Mi viene da pensare, scrivendo questa prima riflessione sugli eventi luttuosi e sulla loro elaborazione, alle squadre di ciclismo: l’aiuto dei compagni è fondamentale per la buona riuscita anche solo dell’allenamento e si gode della presenza degli altri perché sono un sostegno, una guida, danno forza e, allo stesso tempo prendono tutte queste cose da noi. La vittoria è co-costruita, è merito e scelta di tutti, in una danza continua fino al traguardo. Allo stesso modo Terapeuta e Paziente procedono tra discese, salite, attese, dubbi, domande, si spalleggiano e si prendono cura della relazione in modo che colui che ne ha bisogno arrivi al cambiamento tanto desiderato.
Clarkson P. (1992). Psicoterapia con l’Analisi Transazionale, un approccio integrato. Routledge, Londra.
Kübler-Ross E. (1969), La morte e il morire, Ed. Italiana 2005, Cittadella Editrice, Assisi.
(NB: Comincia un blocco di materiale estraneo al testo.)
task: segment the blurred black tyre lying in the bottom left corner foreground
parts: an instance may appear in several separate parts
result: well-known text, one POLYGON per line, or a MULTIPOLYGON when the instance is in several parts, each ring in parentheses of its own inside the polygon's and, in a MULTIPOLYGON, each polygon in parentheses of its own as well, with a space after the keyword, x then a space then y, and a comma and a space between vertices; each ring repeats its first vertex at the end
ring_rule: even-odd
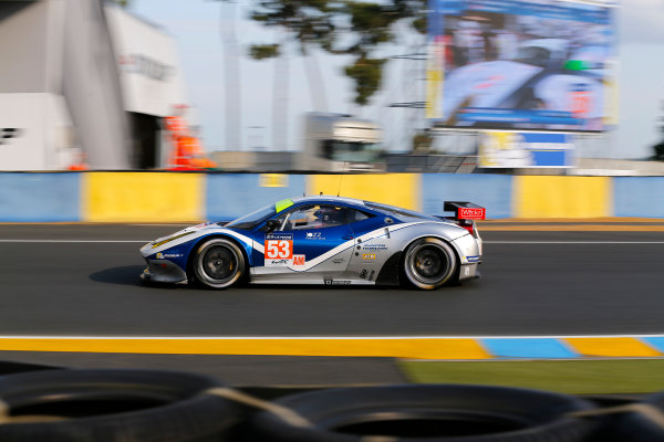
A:
POLYGON ((0 378, 3 442, 212 442, 243 419, 200 394, 220 382, 155 370, 46 370, 0 378))

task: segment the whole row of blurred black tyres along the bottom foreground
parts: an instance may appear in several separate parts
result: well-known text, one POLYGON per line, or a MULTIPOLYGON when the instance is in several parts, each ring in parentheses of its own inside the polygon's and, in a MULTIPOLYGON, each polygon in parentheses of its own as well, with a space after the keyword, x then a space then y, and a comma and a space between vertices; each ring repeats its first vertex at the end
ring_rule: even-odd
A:
POLYGON ((34 367, 0 376, 0 442, 664 441, 664 392, 593 399, 404 385, 284 393, 176 371, 34 367))

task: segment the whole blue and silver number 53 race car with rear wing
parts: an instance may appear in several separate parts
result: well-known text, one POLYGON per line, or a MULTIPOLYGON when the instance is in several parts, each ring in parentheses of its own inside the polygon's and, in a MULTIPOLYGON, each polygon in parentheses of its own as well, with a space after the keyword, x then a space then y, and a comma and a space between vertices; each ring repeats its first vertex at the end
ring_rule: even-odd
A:
POLYGON ((278 201, 145 244, 146 282, 396 285, 435 290, 478 277, 486 210, 446 201, 449 218, 343 197, 278 201))

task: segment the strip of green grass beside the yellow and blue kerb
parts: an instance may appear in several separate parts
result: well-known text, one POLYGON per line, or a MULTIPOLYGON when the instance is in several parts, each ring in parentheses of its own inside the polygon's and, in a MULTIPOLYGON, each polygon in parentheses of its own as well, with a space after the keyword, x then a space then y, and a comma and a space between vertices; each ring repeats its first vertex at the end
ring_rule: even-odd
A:
POLYGON ((411 382, 480 383, 572 394, 664 390, 664 359, 400 361, 411 382))

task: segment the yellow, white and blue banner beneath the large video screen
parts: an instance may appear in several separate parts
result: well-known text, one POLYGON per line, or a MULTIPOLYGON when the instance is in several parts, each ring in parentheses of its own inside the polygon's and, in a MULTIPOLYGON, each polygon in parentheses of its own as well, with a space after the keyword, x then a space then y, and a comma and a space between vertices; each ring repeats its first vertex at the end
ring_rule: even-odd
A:
POLYGON ((479 143, 479 167, 573 167, 571 134, 485 131, 479 143))

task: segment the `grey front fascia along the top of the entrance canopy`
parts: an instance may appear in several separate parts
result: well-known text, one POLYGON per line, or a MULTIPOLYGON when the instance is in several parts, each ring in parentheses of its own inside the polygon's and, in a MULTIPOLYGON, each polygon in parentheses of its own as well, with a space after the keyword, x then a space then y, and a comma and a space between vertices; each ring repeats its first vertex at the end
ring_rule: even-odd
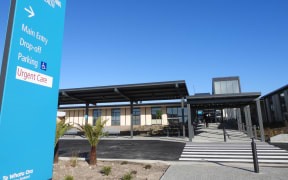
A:
POLYGON ((255 97, 261 96, 261 92, 250 92, 250 93, 238 93, 238 94, 213 94, 210 96, 187 96, 187 101, 189 100, 199 100, 199 99, 229 99, 229 98, 245 98, 245 97, 255 97))

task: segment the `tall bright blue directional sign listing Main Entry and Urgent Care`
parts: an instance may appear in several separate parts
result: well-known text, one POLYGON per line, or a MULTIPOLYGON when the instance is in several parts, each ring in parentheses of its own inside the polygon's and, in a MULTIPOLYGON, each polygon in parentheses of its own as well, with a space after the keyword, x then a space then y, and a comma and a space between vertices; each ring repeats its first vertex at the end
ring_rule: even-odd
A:
POLYGON ((66 0, 11 0, 0 78, 0 180, 52 178, 66 0))

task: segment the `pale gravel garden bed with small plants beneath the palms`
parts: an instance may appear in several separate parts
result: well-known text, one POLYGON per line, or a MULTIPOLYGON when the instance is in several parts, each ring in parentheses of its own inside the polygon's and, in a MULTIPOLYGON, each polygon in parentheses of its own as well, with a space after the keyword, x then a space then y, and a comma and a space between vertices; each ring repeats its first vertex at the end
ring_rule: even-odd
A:
POLYGON ((123 161, 98 161, 97 166, 89 166, 86 161, 77 161, 76 167, 72 167, 70 161, 59 161, 54 165, 53 180, 64 180, 66 176, 71 175, 74 180, 116 180, 121 179, 125 174, 134 171, 133 179, 139 180, 159 180, 165 173, 168 165, 162 163, 153 163, 151 169, 145 169, 147 164, 123 161), (127 164, 126 164, 127 163, 127 164), (111 174, 102 175, 100 171, 104 166, 112 167, 111 174), (136 172, 136 173, 135 173, 136 172))

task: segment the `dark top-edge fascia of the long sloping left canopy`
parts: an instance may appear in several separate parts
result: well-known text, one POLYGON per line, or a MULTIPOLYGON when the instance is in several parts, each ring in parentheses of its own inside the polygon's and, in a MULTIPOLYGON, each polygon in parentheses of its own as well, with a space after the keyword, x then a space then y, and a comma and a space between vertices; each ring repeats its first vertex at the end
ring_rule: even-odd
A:
MULTIPOLYGON (((165 82, 153 82, 153 83, 139 83, 139 84, 124 84, 124 85, 111 85, 111 86, 98 86, 98 87, 85 87, 85 88, 71 88, 71 89, 60 89, 59 92, 75 92, 75 91, 89 91, 89 90, 105 90, 105 89, 115 89, 115 88, 133 88, 133 87, 143 87, 143 86, 159 86, 159 85, 173 85, 173 84, 184 84, 187 89, 185 80, 180 81, 165 81, 165 82)), ((187 94, 188 89, 187 89, 187 94)))

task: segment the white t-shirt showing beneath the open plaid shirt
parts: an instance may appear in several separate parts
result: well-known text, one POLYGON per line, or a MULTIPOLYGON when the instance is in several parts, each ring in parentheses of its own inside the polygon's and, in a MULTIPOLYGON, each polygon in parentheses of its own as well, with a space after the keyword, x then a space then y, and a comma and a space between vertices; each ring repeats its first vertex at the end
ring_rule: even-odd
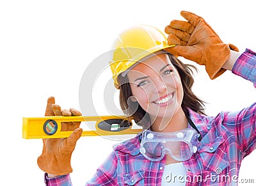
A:
POLYGON ((186 185, 187 170, 182 162, 164 166, 162 186, 186 185))

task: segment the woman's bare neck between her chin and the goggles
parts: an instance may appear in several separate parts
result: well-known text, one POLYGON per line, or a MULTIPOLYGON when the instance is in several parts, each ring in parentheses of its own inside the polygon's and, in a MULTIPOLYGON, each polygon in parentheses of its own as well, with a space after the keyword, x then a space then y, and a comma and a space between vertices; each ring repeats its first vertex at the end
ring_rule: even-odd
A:
POLYGON ((173 114, 172 118, 155 118, 151 121, 154 121, 154 123, 150 128, 155 132, 175 132, 188 127, 188 119, 181 107, 173 114))

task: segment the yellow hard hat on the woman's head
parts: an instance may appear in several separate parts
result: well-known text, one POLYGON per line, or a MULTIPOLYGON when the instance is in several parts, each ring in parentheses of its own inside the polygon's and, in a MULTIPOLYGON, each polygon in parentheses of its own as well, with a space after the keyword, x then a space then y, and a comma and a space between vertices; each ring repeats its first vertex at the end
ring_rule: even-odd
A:
POLYGON ((118 75, 122 72, 149 54, 173 46, 167 44, 164 33, 152 26, 133 26, 120 33, 113 44, 112 60, 109 61, 115 88, 120 88, 118 75))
(http://www.accademiadellacrusca.it/it/lingua-italiana/consulenza- linguistica/domande-risposte/laffronto-problema).
Per una trattazione più approfondita: Berne E. (1961), Analisi Transazionale e psicoterapia. Un sistema di psichiatria sociale ed individuale. Edizione 1971, Astrolabio, Roma.
Aceti T., Liverano A. (2014). Dal Processo del Cliente alla Relazione Terapeutica: il Copione come costruzione cocreativa secondo Summers e Tudor. Rivista di Analisi Transazionale e
Metodologie Psicoterapeutiche, Anno XXXIV, n.30, p. 67-82.